Appellants Seip also own two tracts of ground. Lot 035 contains 6.93 acres. It is bounded on the north by Wolf Road, on the east by the private road separating
When Appellants first purchased their respective tracts of real estate they were restricted by deed covenants to one single family dwelling on each lot. In 1963, however, all interested parties entered into an agreement whereby those restrictive covenants were modified to provide that Seip could subdivide lot 035 into three parcels and Riehl could subdivide each of his lots into two parcels. Nothing is said in the agreement about how the tracts are to be subdivided. Appellants have not subdivided their land and profess to have no intention of doing so.
The Authority constructed a new sewer line in Wolf Road, in Watson Road and in the private road separating the Riehl and Seip properties. Pursuant to Authority Resolution No. 542 (Resolution) assessments were made against each property on a front foot basis taking into account, after adjustments, the distance which each property fronted on each of the three streets.
Appellants do not dispute that their properties were benefited by the sewer lines in Wolf Road. Seips are not affected by nor assessed for the sewer line in Watson Road. Riehls do not deny that their property was benefited by the sewer line in Watson Road. Appellants jointly deny that their properties are benefited by the sewer line in the private road separating their properties. Almost all of the evidence received at the non-jury trial was directed to that, single issue. The trial court found that both properties were benefited by the sewer line in that private road.
The principles of law applicable to the facts of this case are articulated in Palmer Township Municipal Sewer Authority v. Witty, 479 Pa. 240, 388 A.2d 306 (1978). Our Supreme Court held in that case that an assessment must always be related to the benefits conferred upon the property owner and while there is a presumption that a property abutting a new sewer line is benefited by it, that presumption is rebuttable. Where the evidence in the case compels a conclusion that an abutting property is not benefited, then the assessment cannot stand.

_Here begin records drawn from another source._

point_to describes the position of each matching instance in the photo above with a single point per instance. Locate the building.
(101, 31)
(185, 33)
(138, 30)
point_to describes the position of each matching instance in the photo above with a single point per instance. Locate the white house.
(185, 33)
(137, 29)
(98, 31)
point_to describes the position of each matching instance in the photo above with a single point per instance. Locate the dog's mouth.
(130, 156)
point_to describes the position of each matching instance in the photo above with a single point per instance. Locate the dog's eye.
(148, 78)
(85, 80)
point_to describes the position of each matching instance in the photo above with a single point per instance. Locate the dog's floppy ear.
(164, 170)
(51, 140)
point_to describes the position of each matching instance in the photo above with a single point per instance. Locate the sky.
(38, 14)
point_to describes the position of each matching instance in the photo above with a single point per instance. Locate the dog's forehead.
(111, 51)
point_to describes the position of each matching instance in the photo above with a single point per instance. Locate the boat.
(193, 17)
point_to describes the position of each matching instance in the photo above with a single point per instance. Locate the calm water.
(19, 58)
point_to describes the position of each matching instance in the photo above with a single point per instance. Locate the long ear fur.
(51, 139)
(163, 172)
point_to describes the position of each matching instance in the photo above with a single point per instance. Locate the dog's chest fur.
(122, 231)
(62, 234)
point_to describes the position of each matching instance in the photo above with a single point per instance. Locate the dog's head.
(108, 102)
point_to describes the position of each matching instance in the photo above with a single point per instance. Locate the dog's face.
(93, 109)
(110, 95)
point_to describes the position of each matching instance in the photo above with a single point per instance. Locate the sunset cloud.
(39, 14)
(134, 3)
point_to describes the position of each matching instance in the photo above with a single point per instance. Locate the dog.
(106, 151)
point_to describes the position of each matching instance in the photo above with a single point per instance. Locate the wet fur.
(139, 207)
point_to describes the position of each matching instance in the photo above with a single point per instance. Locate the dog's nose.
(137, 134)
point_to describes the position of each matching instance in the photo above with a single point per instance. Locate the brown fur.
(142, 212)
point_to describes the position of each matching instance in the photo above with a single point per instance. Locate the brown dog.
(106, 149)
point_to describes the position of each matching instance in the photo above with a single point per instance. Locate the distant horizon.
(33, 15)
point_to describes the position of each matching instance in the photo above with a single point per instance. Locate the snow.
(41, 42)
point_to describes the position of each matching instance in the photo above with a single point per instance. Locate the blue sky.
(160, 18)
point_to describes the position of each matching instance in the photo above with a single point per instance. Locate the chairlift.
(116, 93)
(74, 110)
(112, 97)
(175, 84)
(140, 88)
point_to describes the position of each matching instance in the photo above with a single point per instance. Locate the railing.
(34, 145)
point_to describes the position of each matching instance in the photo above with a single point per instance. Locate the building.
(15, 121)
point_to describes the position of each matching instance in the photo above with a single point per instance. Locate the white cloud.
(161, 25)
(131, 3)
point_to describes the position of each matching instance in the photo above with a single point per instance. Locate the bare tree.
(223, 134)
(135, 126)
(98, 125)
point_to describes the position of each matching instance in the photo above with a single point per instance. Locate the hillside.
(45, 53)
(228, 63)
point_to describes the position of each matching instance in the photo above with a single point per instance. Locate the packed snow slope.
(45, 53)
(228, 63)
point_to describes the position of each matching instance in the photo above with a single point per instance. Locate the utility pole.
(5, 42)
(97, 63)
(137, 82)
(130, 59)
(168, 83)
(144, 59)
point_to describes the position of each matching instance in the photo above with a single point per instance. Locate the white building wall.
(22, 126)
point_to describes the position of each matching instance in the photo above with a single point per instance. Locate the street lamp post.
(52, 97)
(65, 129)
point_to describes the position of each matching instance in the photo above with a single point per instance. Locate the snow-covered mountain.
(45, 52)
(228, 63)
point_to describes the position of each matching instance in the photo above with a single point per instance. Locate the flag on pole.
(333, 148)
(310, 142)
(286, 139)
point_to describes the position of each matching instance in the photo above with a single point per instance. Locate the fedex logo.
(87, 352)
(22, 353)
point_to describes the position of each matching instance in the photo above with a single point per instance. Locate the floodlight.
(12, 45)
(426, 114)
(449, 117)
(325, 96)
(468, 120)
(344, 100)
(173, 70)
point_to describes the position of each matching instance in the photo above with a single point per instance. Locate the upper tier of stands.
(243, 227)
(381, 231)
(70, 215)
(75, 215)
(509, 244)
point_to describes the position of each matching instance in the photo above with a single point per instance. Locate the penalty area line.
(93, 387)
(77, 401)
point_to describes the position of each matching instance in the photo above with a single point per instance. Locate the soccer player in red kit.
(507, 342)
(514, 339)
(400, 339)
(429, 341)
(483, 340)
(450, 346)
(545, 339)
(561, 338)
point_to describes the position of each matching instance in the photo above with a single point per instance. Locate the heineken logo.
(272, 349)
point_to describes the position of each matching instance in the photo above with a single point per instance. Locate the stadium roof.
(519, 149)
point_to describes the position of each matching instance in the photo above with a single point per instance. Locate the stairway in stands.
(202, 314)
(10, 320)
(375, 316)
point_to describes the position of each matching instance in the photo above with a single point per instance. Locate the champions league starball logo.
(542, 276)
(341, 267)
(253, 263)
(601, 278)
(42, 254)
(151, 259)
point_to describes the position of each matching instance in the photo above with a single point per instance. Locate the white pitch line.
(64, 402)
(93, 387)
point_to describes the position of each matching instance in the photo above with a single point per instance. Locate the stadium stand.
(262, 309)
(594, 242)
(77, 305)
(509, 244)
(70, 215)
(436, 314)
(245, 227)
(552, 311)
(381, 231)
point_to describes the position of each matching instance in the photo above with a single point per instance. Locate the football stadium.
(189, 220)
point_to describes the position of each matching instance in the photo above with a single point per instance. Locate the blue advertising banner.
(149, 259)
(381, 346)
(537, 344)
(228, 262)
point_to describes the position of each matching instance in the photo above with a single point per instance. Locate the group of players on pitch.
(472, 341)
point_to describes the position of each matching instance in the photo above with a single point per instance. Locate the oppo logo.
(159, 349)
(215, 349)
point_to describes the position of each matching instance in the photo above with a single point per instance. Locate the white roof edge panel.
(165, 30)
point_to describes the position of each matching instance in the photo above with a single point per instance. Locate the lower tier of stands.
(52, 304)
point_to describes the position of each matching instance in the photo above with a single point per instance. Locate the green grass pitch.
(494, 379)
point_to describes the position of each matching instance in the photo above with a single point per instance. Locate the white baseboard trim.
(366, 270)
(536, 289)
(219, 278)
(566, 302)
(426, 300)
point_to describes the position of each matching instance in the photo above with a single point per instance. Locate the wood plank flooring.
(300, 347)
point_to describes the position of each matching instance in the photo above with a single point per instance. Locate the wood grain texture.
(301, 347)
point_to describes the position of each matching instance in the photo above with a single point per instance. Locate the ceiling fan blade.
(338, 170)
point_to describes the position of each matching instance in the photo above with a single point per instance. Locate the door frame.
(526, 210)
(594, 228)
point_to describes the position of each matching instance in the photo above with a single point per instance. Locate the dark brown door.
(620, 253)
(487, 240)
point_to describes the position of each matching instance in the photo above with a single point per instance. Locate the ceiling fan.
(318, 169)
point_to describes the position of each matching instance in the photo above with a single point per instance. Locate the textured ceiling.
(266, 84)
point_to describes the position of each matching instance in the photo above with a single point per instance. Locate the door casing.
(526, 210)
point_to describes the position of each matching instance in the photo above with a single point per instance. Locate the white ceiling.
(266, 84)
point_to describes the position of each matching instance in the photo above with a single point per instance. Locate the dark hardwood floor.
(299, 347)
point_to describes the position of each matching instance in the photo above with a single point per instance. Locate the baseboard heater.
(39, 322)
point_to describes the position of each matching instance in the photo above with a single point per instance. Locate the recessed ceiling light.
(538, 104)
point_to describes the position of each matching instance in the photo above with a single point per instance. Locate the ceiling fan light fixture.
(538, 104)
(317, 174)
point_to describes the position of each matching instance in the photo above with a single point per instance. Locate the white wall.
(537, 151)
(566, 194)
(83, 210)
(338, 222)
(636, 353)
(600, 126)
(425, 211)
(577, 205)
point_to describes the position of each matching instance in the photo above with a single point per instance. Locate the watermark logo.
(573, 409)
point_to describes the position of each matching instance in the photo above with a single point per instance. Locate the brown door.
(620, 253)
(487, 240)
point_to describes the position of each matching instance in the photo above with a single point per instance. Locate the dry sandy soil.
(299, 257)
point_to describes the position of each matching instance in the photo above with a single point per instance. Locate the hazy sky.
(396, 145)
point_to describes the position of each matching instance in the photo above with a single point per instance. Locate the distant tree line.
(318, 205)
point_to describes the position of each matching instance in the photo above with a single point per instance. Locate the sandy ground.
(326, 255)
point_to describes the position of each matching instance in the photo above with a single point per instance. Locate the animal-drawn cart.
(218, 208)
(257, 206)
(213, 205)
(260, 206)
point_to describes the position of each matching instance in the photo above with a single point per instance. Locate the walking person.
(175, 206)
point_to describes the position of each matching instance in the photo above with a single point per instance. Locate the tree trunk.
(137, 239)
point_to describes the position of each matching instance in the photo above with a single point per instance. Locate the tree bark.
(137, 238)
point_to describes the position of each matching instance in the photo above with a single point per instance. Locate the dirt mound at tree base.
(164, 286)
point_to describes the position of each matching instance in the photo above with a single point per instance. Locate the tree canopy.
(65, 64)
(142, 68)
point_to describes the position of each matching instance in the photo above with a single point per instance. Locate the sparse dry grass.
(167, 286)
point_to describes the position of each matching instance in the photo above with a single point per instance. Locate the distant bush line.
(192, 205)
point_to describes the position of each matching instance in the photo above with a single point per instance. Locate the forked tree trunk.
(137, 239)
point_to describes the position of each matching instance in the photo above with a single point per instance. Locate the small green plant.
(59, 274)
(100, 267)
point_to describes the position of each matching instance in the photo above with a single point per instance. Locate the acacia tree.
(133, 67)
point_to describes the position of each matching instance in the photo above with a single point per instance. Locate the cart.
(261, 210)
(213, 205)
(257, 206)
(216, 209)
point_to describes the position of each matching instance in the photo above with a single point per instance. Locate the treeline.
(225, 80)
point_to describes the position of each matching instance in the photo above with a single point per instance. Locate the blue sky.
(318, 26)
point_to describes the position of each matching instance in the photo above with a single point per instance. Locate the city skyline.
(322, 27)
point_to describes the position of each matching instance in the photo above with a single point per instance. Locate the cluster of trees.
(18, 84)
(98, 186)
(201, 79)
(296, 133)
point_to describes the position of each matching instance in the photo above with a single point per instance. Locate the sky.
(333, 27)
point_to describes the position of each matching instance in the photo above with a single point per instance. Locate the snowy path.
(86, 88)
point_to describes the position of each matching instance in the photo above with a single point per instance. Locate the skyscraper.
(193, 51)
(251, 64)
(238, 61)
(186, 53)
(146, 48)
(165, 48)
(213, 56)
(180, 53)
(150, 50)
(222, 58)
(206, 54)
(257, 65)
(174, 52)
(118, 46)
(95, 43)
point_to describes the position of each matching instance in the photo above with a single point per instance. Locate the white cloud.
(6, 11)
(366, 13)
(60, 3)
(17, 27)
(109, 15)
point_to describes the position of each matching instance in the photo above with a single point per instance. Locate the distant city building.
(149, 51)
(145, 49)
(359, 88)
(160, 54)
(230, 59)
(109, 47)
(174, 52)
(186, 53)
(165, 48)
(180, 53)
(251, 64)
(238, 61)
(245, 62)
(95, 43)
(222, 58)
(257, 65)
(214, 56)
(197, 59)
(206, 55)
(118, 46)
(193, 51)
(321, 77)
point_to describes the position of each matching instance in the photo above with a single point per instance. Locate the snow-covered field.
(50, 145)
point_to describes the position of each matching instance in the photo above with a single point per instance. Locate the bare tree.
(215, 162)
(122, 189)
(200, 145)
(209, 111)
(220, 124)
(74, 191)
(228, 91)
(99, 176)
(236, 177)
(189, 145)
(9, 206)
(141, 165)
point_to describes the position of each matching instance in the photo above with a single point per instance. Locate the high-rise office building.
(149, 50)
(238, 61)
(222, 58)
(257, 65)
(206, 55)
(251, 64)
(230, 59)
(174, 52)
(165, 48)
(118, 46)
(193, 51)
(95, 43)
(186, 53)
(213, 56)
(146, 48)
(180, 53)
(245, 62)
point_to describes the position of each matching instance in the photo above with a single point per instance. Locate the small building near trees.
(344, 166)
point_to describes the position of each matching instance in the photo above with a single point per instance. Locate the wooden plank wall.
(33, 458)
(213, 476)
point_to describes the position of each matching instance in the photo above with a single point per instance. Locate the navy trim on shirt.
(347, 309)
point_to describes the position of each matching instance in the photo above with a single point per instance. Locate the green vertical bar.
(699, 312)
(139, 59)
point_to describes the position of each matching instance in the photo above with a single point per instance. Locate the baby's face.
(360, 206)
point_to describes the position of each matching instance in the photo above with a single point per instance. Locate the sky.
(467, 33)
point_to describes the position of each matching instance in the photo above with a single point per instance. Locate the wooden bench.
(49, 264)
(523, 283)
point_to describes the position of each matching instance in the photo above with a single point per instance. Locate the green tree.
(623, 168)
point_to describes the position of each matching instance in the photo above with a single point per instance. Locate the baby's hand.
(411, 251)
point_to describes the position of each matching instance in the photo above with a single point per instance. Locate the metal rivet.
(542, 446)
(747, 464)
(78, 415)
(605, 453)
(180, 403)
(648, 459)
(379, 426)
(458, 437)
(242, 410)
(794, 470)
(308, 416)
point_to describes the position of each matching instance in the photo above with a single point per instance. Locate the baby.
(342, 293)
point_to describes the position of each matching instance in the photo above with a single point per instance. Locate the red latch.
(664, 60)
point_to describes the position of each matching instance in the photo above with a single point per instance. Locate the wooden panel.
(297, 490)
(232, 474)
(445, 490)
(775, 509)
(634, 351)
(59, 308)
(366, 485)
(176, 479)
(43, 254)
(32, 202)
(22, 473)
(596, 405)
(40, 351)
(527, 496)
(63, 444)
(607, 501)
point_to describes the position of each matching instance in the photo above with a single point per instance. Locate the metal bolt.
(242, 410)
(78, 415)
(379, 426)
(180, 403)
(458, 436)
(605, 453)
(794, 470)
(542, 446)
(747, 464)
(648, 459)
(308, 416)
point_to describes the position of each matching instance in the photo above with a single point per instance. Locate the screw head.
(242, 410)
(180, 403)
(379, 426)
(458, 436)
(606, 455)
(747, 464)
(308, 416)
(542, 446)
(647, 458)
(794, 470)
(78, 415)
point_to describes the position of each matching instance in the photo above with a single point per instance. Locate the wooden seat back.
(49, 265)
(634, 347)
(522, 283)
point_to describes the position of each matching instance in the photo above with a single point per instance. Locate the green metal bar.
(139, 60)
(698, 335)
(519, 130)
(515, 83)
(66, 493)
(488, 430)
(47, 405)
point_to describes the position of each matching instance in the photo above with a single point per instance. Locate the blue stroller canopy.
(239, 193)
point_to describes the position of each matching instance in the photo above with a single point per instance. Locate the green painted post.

In Witty the subject property abutted two streets where a sewer line has been constructed. The trial court found an assessment computed on the frontage of both streets improper because the dwelling situated on the property was connected to the sewer on the one street and a zoning ordinance prohibited the construction of another residence on the same property. Our court reversed, finding the situation similar to that presented in Upper Gwynedd Township Authority v. Caltabiano, 206 Pa. Superior Ct. 476, 214 A.2d 288 (1965). Our Supreme Court reversed both Caltahiano and our decision in Palmer Township Municipal Sewer Authority v. Witty, 26 Pa. Commonwealth Ct. 117, 362 A.2d 1106 (1976), holding that the trial court had decided the case correctly based upon the evidence before it. We infer from that decision of the Supreme Court that the issue of whether property
In the instant case the trial court found that the subject properties were benefited. Although there was a definite conflict in the evidence, the trial court found that the fact that Appellants have the present right to subdivide their land was sufficient to establish that both properties were benefited by the sewer line wherever streets in which the sewer line was constructed abutted those properties. The court concluded that Appellants simply had not met their burden of overcoming the factual presumption that their properties were benefited. In its opinion, the trial court stressed the importance of the size of the properties in this ease as opposed to the situation where a single building lot might be involved. Our review of the evidence indicates that there can be no question that either or both properties could be subdivided in such a manner that residences would front on the private road. In addition, Seip admitted that it will be less expensive for him to connect his present residence to the sewer line in the private drive than it would be to connect on Wolf Road. Finally, a real estate appraiser familiar with real estate values in the area testified that in his opinion both properties were benefited by all of the sewer lines upon which the properties abutted. Of course Appellants presented testimony to the contrary including a real estate appraiser who opined that neither property would be benefited by the sewer line in the private road. It is for the trial court to determine the credibility of all witnesses and to weigh the evidence before it. We conclude that the trial court in this case did not err in its finding that the properties in question were benefited by the sewer lines in all three streets.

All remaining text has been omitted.